Paolo Ciriega dans 125 évoque le bain de sang du conflit russo-ukrainien dans une installation qui constitue un anti-monument à la symbolique complexe. L’artiste s’attaque à démonter la rhétorique de la propagande. Un bouclier anti-émeute arraché aux forces de l’ordre sert d’écran aux documents historiques et à la mise en scène des gestes révolutionnaires d’auto-défense.
« La création d’une image peut transiter de façon fluide d’un acte performatif ou théâtral en une intervention sculpturale contextualisée par une archive trouvée, et s’ancrant dans un narration construite socialement », cette citation qui semble décrire la méthode de Ciriega est en fait due à Max Pinckers.
Il revendique pour lui une pratique du documentaire spéculatif. Il affirme que les images qu’il produit « sont conscientes de leur nature déceptive et sont capables de se questionner elles-mêmes de façon critique. » Pour dénoncer la fictionnalisation de l’information, l’orchestration médiatique des peurs il illustre différentes stratégies médiatiques falsifiées comme celle d’Ali Shalal Qaisi qui s’affirme publiquement comme le prisonnier photographié à Abu Graib. Pour mieux développer son point de vue spéculatif il n’hésite pas à intégrer à ses expositions comme à ses publications, revendiquées à compte d’auteur, articles de presse, extraits radio-diffusés, captures d’écran, images documentaires ou plus métaphoriques et interviews.

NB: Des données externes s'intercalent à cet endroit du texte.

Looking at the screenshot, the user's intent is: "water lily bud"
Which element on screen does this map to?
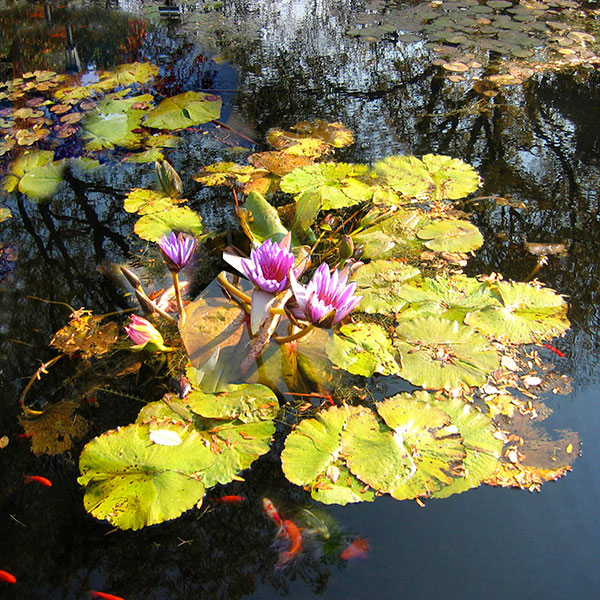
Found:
[340,235,354,260]
[154,160,183,198]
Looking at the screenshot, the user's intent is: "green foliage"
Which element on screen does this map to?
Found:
[144,92,222,129]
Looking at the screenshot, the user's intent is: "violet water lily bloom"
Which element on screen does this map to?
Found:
[125,315,167,350]
[158,233,196,273]
[290,263,362,328]
[223,236,295,294]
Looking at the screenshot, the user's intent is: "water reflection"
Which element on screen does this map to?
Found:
[0,0,600,599]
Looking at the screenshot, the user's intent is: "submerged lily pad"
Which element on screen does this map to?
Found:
[350,260,420,313]
[78,423,215,529]
[394,317,499,390]
[417,219,483,252]
[144,92,222,129]
[281,162,373,210]
[342,396,466,500]
[281,406,374,504]
[465,281,569,344]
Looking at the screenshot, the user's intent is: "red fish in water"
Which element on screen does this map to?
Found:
[88,590,125,600]
[211,496,246,504]
[542,344,565,358]
[263,498,283,528]
[23,475,52,487]
[277,519,302,567]
[0,570,17,583]
[340,537,369,560]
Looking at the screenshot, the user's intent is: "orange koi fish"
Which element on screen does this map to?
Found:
[263,498,283,528]
[23,475,52,487]
[277,519,302,567]
[340,536,369,560]
[211,496,246,504]
[0,570,17,583]
[88,590,125,600]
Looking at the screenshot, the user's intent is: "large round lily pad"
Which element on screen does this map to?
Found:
[78,423,215,529]
[417,219,483,252]
[465,281,569,344]
[394,317,499,390]
[342,398,466,500]
[144,92,222,129]
[350,260,420,313]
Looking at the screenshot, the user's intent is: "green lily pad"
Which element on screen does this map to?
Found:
[19,160,65,202]
[398,275,500,322]
[417,219,483,252]
[244,192,287,242]
[144,92,222,129]
[281,406,374,504]
[373,156,435,198]
[350,260,420,313]
[281,162,373,210]
[133,206,202,242]
[421,154,479,200]
[326,321,401,377]
[78,423,215,529]
[352,209,429,259]
[342,400,466,500]
[465,281,569,344]
[389,392,504,498]
[394,317,499,390]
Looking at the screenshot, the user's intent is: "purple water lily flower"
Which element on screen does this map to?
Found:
[290,263,362,328]
[158,233,196,273]
[223,236,294,294]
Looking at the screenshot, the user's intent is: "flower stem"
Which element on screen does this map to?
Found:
[217,273,252,304]
[271,323,315,344]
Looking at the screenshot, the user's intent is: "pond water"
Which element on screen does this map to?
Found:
[0,0,600,600]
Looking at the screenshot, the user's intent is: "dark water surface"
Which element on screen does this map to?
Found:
[0,0,600,600]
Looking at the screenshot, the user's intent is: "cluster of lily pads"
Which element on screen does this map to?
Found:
[67,112,576,528]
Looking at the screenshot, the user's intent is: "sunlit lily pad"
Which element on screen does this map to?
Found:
[133,206,202,242]
[78,423,215,529]
[327,321,401,377]
[417,219,483,252]
[342,397,466,500]
[144,92,222,129]
[281,406,374,504]
[394,317,499,390]
[281,163,373,210]
[390,392,504,498]
[350,260,420,313]
[465,281,569,344]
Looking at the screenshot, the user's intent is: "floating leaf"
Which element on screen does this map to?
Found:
[391,392,504,498]
[281,406,374,504]
[244,192,287,242]
[20,400,89,456]
[133,206,202,242]
[50,310,119,359]
[394,317,499,390]
[417,219,483,252]
[350,260,420,313]
[144,92,222,129]
[421,154,479,200]
[281,162,373,210]
[465,281,569,344]
[342,397,466,500]
[327,321,400,377]
[78,423,215,529]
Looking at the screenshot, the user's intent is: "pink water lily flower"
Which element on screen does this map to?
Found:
[158,233,196,272]
[125,315,167,351]
[290,263,362,328]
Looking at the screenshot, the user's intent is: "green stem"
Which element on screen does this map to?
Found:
[271,323,315,344]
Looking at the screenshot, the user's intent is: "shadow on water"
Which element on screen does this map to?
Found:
[0,0,600,600]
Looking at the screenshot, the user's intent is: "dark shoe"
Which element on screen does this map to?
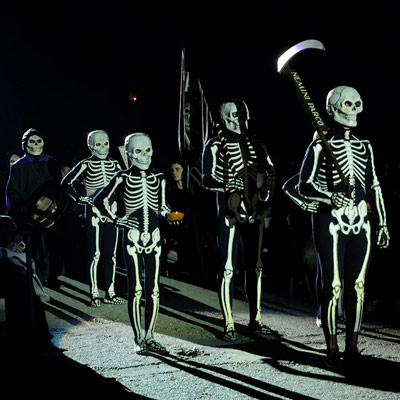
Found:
[104,296,126,304]
[146,339,168,354]
[135,340,149,356]
[325,349,340,370]
[90,297,101,307]
[315,313,322,328]
[249,322,281,338]
[343,347,363,366]
[222,329,238,342]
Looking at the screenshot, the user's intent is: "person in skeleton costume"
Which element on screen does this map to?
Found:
[61,130,124,307]
[6,128,61,287]
[298,86,389,368]
[202,100,277,341]
[94,133,170,354]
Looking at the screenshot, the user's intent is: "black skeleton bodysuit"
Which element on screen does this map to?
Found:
[202,122,275,340]
[95,165,169,343]
[61,155,121,301]
[299,125,389,352]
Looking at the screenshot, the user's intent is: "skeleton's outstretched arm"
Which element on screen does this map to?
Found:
[299,140,345,207]
[282,174,319,213]
[93,171,138,228]
[257,143,276,202]
[61,159,93,205]
[365,143,390,248]
[202,140,244,192]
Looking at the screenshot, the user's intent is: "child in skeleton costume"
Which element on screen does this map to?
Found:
[202,100,276,340]
[61,130,124,307]
[95,133,170,354]
[299,86,389,368]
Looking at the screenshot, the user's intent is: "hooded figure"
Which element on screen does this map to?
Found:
[6,128,61,281]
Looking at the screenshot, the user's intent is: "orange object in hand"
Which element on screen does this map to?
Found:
[168,211,185,221]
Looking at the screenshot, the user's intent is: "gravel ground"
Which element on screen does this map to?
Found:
[0,278,400,400]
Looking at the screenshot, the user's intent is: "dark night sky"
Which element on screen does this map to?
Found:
[0,0,400,177]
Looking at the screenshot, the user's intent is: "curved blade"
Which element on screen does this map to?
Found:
[278,39,325,73]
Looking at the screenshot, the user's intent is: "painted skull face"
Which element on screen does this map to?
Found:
[26,135,44,156]
[326,86,363,127]
[125,133,153,170]
[219,100,250,135]
[88,131,110,160]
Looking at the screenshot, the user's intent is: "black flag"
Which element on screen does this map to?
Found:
[178,49,213,188]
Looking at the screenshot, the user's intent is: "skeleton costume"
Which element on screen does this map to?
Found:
[299,86,389,368]
[202,100,275,340]
[95,133,169,354]
[61,130,123,307]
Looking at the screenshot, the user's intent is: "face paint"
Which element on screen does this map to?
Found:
[220,100,250,135]
[326,86,363,127]
[26,135,44,156]
[88,130,110,160]
[125,133,153,170]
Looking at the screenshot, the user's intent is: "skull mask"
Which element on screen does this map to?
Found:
[87,131,110,160]
[219,100,250,135]
[125,133,153,170]
[26,135,44,156]
[326,86,363,127]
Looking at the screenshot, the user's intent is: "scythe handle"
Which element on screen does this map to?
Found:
[285,64,353,197]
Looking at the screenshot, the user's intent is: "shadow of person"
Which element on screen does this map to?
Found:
[1,351,148,400]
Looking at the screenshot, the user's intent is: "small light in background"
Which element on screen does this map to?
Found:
[129,92,138,101]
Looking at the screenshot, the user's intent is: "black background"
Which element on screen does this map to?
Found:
[0,0,399,177]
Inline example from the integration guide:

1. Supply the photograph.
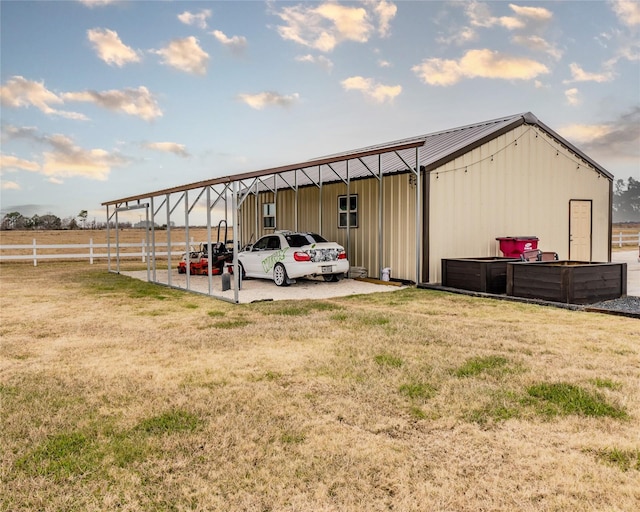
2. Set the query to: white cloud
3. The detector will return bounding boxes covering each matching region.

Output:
[143,142,189,158]
[275,0,397,52]
[295,53,333,71]
[0,154,40,172]
[238,91,300,110]
[0,76,87,120]
[211,30,247,54]
[411,49,549,86]
[512,35,562,60]
[0,180,22,190]
[509,4,553,21]
[87,28,140,67]
[63,86,162,121]
[2,125,129,181]
[444,0,560,50]
[368,0,398,37]
[561,124,612,143]
[436,27,478,46]
[340,76,402,103]
[465,0,553,30]
[78,0,120,7]
[564,87,582,107]
[565,62,614,83]
[558,106,640,163]
[178,9,211,30]
[153,36,209,75]
[42,135,127,181]
[609,0,640,27]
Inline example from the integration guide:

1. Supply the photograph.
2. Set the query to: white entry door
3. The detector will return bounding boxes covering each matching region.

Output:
[569,199,591,261]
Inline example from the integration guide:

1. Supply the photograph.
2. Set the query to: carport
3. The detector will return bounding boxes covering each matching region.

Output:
[102,137,426,303]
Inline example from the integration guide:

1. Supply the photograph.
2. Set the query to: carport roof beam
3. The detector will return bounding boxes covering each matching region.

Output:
[102,138,426,206]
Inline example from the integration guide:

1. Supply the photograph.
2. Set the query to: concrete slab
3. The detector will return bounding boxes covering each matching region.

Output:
[121,269,402,304]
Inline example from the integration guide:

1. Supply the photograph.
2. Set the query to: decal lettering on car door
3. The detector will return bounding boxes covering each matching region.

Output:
[262,248,288,274]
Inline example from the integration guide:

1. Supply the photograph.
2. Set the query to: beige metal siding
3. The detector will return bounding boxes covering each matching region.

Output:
[429,125,610,282]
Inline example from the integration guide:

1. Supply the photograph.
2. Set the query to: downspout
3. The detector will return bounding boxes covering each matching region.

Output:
[420,167,431,283]
[347,160,351,264]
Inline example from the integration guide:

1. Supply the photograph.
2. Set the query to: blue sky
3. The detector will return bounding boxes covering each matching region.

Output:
[0,0,640,221]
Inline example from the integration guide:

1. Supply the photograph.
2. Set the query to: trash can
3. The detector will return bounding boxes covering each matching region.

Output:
[496,236,538,258]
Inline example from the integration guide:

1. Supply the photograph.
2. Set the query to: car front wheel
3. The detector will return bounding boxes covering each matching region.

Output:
[273,263,289,286]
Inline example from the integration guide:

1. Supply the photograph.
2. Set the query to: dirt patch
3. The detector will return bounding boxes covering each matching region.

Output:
[120,270,404,304]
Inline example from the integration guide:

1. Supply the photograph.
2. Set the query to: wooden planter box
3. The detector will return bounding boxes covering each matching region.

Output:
[442,257,520,293]
[507,261,627,304]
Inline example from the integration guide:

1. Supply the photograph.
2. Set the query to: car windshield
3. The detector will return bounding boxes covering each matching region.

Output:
[285,233,326,247]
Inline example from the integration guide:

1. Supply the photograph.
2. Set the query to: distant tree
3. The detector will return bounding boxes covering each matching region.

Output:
[0,212,27,230]
[28,213,40,229]
[613,177,640,222]
[40,213,62,229]
[78,210,89,228]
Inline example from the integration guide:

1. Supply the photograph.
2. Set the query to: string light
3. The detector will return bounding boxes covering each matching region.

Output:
[436,126,601,179]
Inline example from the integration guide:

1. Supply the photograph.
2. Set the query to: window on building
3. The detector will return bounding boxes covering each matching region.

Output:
[338,195,358,228]
[262,203,276,229]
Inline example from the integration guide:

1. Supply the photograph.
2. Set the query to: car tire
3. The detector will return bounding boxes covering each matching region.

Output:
[273,263,289,286]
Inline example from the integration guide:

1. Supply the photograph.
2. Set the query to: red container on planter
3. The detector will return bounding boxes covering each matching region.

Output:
[496,236,538,258]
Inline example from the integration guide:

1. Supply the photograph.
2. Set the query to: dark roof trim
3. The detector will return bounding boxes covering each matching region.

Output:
[425,116,525,172]
[102,137,425,206]
[524,112,613,181]
[425,112,613,181]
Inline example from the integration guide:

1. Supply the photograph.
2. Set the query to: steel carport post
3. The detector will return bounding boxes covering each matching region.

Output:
[416,146,422,286]
[231,180,239,304]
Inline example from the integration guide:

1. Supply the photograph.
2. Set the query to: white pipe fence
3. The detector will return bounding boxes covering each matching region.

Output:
[0,238,194,267]
[0,232,640,267]
[611,231,640,247]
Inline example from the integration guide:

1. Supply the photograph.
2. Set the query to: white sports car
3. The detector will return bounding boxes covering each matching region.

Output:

En quelques années la conscience politique des producteurs d’images leur a permis d’ouvrir le champ de leurs sources iconiques pour passer de simples préoccupations identitaires, certes revendicatives au sein de leur communauté, à des pratiques documentaires critiques ou à des fictions documentaires. Cette évolution leur a permis de traiter différents grands sujets existentiels et politiques au sens large déterminant notre manière d’être aujourd’hui et de répondre aux agressions du réel. Notre vie aujourd’hui ne peut se comprendre sans lien au passé, à l’histoire. Mais d’autres profitent de ces arrangements photographiques pour envisager une prospection sur le devenir de nos sociétés.